A Georgia Notice of Default should never be ignored, but it may not lead to foreclosure if you keep your wits about you and investigate your options.
Sometimes we all hit a rough patch in life. Circumstances beyond our control can temporarily send our well-planned lives into a tailspin. Sometimes, in spite of our best efforts to meet our monthly financial obligations, often robbing Peter to pay Paul....sometimes, we run out of money before we run out of month. And sadly, sometimes or mortgage payments get backed up. It happens, way more often than folks will readily talk about.
So you sashayed out to the mailbox on this sunny Georgia morning and got an unwanted surprise: your lender has issued you a dreaded Notice of Default!
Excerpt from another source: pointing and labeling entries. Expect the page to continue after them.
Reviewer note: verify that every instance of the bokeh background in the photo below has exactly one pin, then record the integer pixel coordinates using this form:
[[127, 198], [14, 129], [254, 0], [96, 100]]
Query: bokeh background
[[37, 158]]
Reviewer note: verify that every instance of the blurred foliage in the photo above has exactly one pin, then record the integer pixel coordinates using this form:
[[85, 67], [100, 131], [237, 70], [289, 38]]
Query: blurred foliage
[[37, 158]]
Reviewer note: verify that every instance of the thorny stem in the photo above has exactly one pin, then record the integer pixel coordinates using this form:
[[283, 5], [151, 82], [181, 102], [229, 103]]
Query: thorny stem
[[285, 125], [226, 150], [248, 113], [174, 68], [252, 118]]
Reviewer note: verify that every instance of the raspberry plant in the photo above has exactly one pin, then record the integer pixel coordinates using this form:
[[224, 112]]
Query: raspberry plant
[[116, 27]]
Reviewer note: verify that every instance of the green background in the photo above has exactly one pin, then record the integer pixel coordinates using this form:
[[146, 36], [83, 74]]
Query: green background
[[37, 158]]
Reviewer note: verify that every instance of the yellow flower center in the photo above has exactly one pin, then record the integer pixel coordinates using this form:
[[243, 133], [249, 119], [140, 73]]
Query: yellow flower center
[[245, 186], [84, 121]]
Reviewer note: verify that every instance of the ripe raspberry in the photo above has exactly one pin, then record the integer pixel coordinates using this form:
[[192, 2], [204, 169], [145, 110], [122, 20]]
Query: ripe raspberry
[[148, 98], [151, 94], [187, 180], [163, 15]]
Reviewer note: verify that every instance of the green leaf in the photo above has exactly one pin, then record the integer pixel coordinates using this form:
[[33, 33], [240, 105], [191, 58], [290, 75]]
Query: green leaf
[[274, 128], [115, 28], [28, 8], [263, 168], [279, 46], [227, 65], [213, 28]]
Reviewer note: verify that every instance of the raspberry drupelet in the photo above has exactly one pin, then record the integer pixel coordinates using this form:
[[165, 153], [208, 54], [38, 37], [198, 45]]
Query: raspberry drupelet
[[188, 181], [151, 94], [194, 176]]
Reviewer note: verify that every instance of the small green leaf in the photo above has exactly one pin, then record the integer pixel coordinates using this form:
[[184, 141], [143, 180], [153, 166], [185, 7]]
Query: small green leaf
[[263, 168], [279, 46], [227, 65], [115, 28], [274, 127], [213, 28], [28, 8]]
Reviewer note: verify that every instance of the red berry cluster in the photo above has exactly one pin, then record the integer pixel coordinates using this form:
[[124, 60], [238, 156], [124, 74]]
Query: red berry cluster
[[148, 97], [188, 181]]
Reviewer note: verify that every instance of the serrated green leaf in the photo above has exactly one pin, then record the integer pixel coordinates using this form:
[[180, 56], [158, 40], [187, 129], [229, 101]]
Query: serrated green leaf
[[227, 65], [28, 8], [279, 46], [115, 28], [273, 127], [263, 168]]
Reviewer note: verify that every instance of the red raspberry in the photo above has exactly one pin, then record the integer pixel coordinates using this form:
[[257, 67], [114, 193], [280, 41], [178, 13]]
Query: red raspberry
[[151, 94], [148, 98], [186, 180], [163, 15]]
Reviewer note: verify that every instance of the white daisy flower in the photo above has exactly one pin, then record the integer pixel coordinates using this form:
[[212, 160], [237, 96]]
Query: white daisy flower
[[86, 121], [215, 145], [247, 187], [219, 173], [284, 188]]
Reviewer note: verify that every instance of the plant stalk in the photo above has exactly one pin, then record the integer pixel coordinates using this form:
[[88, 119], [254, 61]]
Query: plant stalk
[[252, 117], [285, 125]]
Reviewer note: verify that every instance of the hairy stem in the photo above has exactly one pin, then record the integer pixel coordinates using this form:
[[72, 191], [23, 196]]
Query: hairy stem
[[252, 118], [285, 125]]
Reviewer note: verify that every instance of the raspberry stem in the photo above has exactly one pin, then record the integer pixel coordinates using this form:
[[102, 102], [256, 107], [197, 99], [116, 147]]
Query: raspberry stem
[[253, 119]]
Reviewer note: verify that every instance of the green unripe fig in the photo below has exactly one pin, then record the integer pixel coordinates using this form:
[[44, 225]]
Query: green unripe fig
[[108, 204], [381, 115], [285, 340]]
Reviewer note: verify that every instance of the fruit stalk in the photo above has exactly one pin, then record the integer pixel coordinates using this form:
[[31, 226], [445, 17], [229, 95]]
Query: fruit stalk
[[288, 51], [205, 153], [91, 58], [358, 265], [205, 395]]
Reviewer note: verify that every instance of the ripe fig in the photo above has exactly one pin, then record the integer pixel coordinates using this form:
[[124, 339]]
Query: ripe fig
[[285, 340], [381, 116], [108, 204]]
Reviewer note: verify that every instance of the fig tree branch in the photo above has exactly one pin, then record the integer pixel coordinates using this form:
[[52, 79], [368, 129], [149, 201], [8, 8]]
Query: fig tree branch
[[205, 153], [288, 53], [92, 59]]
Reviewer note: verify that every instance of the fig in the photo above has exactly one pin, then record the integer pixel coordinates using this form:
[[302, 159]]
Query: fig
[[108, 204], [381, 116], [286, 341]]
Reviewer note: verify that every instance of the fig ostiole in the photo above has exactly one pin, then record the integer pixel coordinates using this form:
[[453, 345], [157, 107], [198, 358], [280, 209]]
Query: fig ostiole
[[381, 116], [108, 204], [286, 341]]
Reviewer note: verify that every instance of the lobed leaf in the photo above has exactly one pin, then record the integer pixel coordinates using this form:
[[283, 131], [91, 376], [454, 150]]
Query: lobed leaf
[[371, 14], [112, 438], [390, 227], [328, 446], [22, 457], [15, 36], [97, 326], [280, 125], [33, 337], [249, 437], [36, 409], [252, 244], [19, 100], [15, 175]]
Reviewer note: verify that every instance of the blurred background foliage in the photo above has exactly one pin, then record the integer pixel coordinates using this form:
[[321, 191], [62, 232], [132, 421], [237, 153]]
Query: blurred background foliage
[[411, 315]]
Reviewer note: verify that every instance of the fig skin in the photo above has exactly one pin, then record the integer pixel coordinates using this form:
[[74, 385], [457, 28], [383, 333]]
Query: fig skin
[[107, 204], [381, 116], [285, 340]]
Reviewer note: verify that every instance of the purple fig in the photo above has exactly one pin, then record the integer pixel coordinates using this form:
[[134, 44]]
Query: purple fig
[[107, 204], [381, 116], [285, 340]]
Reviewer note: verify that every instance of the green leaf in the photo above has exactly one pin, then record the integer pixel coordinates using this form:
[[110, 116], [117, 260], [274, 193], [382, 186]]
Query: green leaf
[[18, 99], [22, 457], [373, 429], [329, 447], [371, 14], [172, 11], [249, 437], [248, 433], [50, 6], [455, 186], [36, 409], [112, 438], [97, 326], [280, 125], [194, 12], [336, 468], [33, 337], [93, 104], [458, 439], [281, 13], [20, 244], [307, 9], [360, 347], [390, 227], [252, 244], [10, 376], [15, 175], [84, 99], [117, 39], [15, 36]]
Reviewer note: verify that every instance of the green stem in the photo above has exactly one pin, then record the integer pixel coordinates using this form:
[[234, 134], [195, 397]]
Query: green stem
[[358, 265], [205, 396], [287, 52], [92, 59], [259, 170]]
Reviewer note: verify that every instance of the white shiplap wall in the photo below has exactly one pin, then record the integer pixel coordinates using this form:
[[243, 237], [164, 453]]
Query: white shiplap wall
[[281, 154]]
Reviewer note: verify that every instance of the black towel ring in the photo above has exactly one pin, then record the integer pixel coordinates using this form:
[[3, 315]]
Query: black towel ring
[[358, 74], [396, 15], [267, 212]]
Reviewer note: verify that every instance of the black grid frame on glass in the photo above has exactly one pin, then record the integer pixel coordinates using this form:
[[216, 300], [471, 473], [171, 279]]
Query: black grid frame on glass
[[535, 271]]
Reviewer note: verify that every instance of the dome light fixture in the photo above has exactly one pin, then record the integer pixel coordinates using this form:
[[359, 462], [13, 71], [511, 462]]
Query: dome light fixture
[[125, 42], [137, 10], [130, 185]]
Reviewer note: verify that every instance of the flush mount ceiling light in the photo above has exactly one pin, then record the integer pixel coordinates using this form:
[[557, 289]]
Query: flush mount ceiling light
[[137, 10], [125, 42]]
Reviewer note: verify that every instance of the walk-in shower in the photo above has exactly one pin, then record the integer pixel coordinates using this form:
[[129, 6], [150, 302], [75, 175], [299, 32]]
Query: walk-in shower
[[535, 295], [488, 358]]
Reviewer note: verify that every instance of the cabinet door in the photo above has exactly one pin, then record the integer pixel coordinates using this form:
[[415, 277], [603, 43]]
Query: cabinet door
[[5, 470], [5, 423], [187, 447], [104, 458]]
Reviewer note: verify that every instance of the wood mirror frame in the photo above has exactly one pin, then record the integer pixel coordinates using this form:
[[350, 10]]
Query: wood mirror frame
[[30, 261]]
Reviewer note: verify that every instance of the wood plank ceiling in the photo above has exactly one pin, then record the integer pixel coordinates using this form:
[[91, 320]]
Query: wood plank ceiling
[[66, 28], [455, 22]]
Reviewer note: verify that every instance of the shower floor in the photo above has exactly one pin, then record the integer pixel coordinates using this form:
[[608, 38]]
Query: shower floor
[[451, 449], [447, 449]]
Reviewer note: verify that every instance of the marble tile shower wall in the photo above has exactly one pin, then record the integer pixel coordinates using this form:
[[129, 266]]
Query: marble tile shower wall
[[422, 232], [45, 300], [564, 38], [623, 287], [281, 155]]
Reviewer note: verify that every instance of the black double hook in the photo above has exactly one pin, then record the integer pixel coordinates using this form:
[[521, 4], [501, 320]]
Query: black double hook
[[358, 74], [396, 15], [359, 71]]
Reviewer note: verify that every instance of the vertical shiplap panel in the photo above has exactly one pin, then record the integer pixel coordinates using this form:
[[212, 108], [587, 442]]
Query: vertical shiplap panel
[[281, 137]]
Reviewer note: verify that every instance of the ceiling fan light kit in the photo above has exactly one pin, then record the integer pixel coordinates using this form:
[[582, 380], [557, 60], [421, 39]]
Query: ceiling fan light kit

They are threatening foreclosure unless you pay up now.
Your hands begin to shake, the pit of your stomach seems to sink to the bottom of your feet, and the blood drains from your face. This seems like the worst possible thing that could happen right now.
Stop! Don't panic.While the understandable first reaction to a notice of pending foreclosure may be dread and despair, don't linger there. It may take a little wrangling, but you're not down for the count just yet. Pull yourself together and see if there is any way to fight back.
Put your fear aside and get ready to wrestle.
There may be something you can do to turn this regrettable situation around. Perhaps all you need is a little more time.
These days, most lenders would rather work with you than foreclose on you. It's not quite altruism on their part -- rather, it's for their own benefit in most cases. Did you know that it can cost the lender more money to foreclose than to work it out? According to my research, lenders often spend an average of $40,000 - $50,000 and sometimes much more in total expenses, fees and losses when they foreclose. In some cases they even have to fight it out in court before they can take your house to the courthouse steps.
So, get right on the phone and contact your lender to see what you can work out. You may be surprised to learn that you do have options.
Could you get your loan caught up soon?
If your financial problems are temporary and you know the situation will be made right soon, you may be able to work out a repayment plan that will satisfy your lender. You may even be able to defray part or all of the missed payments by having them added back into your loan on the back end. It is worth asking, don't you think?
Could restructuring the mortgage solve your problem?
First ask for a Loan Modification. In some cases, your mortgage payments can be restructured to give you a more manageable monthly payment. This often involves and extension of the original loan term, but can allow you to stay in your house with a payment you can afford.
Could a short sale be your answer?
If they are unable to modify your loan to a monthly payment you can comfortably manage, you can ask for a Short Sale to avoid foreclosure. In a short sale, you put your house on the market and get a purchase offer for fair market value, whatever that may be. You and your Realtor should then make a solid case to your lender as to why they should accept the offer as "payment as agreed" and release you from the former debt. This is a simplification of the process, of course. In reality, it can be a tricky transaction to navigate, but an experienced short sale specialist or distressed property expert can smooth the process, and assist you to a successful resolution. The Property gets sold, the lender nets more money, and you avoid foreclosure and get released from an unaffordable obligation.
Try a short sale solution.
Its a win-win situation for everyone involved. You get out from under your debt, and the lender saves money too. Consider the objectives of the lender. They want what's best for their bottom line, and that ususally is not another bank-owned property stting on the market, maybe even languishing there, losing value by the month. Foreclosure costs the lender in advertising, attorneys fees, maintenance, REALTOR fees, repairs, vandalism, etc. From the lender point of view, it might be better to delay the foreclosure and give you an opportunity to short sell. You'll never know unless you ask.
So start by talking to your lender. And then, if that fails to resolve your dilemma, don't just talk to any old agent. Call in an agent who is also a short sale expert who specializes in situations like yours.
It is very likely that you can avoid Georgia foreclosure if you act fast and get all of the facts you need.